Ne derivò un cimitero in linea con il classicismo in voga a metà ‘800, sia in Italia che in Europa; la particolarità di Staglieno consiste nel saper coniugare arte, monumenti e paesaggio in un’ armonica suggestione.
Venne inaugurato nel 1851.
Inizialmente era costituito solo dalla parte occidentale. Fu presto evidente che lo spazio era insufficiente, vista la forte espansione demografica e urbanistica della città. Nel tempo vennero costruiti diversi ampliamenti che, per la sua configurazione centralizzata, rispettarono la configurazione originaria.
Sono comprese anche un’ area policonfessionale e un tempio laico. A causa dell’ espansione urbanistica, vi fu la necessità di spostare i piccoli cimiteri presenti nelle varie aree di Genova trasferendoli a Staglieno.
A causa della sua bellezza e particolarità, fu meta di grandi letterati, artisti, storici, filosofi: Friedrich Nietzsche che scrisse:
…quando c’è stato il grande corteo di Carnevale siamo andati al Cimitero, il più bello tra i più belli del mondo…,
Guy de Maupassant, Mark Twain, Evelyn Waugh, il pittore russo Ilja Repin, l’imperatrice Elisabetta d’Austria (la famosa Sissi) e H. Hamingway che lo definì “una delle meraviglie del mondo“: lasciarono testimonianze delle loro visite a Staglieno e del loro peregrinare lungo le grandi gallerie o fra i folti viali lungo la collina che fa da sfondo cimitero.
Tratto dal sito del comune di Genova, Cimitero di Staglieno:
“Il Camposanto di Genova, nel pieno e vero senso della parola, è un museo dell’arte borghese della seconda metà del secolo scorso. Il Père Lachaise e l’Albert Memorial sono nulla al confronto e la loro scomparsa non sarebbe una perdita grave fino a quando questa collezione esisterà”
Waugh, A Tourist in Africa, London 1960
“…Su ciascun lato, dal momento che si cammina al suo interno, ci sono monumenti, tombe e figure scolpite che sono squisitamente lavorate e piene di grazia e bellezza.

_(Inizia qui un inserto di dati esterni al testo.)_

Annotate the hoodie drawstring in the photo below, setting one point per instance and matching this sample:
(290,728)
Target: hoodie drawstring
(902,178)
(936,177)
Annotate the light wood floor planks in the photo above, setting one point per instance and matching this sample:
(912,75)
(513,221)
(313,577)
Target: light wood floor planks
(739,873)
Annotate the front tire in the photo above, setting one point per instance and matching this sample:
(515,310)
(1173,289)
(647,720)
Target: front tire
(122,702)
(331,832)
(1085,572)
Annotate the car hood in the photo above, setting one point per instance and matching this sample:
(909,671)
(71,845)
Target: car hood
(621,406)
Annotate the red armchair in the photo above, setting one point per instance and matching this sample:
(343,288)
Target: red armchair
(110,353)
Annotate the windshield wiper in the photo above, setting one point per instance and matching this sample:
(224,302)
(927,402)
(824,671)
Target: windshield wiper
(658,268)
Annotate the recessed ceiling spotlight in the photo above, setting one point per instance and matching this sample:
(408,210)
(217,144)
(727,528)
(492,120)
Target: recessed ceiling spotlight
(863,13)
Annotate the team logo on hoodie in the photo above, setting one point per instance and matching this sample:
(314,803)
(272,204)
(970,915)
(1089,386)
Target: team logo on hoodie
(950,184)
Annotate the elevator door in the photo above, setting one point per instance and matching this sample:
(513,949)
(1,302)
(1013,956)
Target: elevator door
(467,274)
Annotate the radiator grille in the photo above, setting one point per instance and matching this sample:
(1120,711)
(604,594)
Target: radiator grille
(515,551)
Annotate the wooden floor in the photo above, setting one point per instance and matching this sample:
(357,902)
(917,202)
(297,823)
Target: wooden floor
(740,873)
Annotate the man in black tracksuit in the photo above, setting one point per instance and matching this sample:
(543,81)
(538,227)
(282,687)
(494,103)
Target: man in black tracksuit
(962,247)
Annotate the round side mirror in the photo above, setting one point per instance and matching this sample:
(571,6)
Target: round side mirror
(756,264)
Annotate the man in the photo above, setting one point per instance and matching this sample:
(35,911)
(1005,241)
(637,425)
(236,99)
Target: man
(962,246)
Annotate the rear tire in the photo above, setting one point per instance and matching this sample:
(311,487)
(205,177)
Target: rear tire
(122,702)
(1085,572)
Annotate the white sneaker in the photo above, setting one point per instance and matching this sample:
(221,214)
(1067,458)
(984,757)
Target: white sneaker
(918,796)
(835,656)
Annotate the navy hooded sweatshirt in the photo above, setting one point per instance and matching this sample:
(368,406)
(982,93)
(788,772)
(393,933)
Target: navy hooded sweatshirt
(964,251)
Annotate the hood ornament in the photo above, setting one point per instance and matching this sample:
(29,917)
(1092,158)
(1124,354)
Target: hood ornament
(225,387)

Esse sono nuove e immacolate come la neve; ogni contorno è perfetto, ogni forma è priva di mutilazioni, crepe o imperfezioni; perciò, questa imponente schiera di affascinanti forme è per me di gran lunga più piacevole della statuaria danneggiata e squallida che hanno salvato dalla rovina dell’arte antica e collocato nei musei di Parigi per la venerazione del mondo.”
M.Twain, The Innocents Abroad, London 1869
Joy Division
Due tombe del cimitero sono state immortalate da un gruppo della New Wave inglese, i Joy Division (1977-1980) o, meglio, dal loro grafico Peter Saville.
Il gruppo, nato nel 1977 nella contea di Manchester, lascerà un segno indelebile nella scena musicale inglese soprattutto per la figura del suo leader Ian Curtis, suicida a 23 anni.
Due fotografie in bianco e nero di statue neoclassiche di Staglieno furono scelte per le copertine di due dischi: un bellissimo angelo per il singolo “Love we tear us apart” nel 1980 e una deposizione sul compianto morto, raffigurante la tomba della famiglia Appiani, per “The Closer“, postumo alla morte di Ian Curtis.
Le due opere sono realizzate dagli scultori D. Paernio e O.Toso.